KateLyne had a life expectancy of about 30 years because of a disease, Prader-Willi syndrome, which causes a variety of difficulties including an insatiable appetite, mental retardation and an extremely high pain tolerance. As she got older, she would start suffering from it, Ikola said. “I think (God) made a decision that day.”
She touched many lives, Ikola said. Nearly 200 people attended her funeral at Green River Christian Church.
“If she had lived to 30 years old, we’d have had to have it at the football field,” Ikola said. “Anyone she came into contact with instantly loved her if they had any brains at all.
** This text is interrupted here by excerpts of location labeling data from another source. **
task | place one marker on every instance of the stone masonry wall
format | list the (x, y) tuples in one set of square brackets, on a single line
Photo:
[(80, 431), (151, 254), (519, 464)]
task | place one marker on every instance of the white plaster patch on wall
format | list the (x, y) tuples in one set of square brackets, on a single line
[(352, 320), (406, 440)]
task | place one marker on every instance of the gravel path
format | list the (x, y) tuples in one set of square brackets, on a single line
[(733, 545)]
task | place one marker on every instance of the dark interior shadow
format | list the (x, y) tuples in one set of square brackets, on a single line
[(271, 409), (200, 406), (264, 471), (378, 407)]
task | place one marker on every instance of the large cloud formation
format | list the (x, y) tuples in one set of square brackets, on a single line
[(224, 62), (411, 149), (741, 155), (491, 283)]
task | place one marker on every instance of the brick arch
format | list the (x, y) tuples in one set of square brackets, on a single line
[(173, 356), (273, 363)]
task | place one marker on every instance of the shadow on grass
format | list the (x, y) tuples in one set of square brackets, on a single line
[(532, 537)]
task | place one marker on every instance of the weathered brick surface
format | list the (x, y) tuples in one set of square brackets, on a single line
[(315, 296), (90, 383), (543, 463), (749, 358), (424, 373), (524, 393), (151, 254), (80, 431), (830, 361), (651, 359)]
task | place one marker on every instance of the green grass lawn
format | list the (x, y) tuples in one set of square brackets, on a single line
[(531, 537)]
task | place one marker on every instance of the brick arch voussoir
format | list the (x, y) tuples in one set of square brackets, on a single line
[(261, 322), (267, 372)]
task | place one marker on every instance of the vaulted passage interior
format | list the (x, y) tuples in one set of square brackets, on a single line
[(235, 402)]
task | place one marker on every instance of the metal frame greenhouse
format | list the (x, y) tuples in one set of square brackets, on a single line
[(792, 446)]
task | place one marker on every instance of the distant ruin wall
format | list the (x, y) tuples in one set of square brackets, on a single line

“She was supposed to be a burden to us. She turned out to be our biggest asset,” bringing those around her closer to God.
Ikola said he has no regrets about KateLyne.
“The only regret I do have is I would have spent more time with her,” he said.
KateLyne attended Foster School from kindergarten through the second grade. She attended Hawthorne in the third grade.
Ikola would like to see something positive come of this wreck. He would like to see a state law, calling it the KateLyne Dugan Law, prohibiting anyone under the age of 18 from riding in the back of a pickup truck.
If such a law passed, that would be the biggest positive, he said.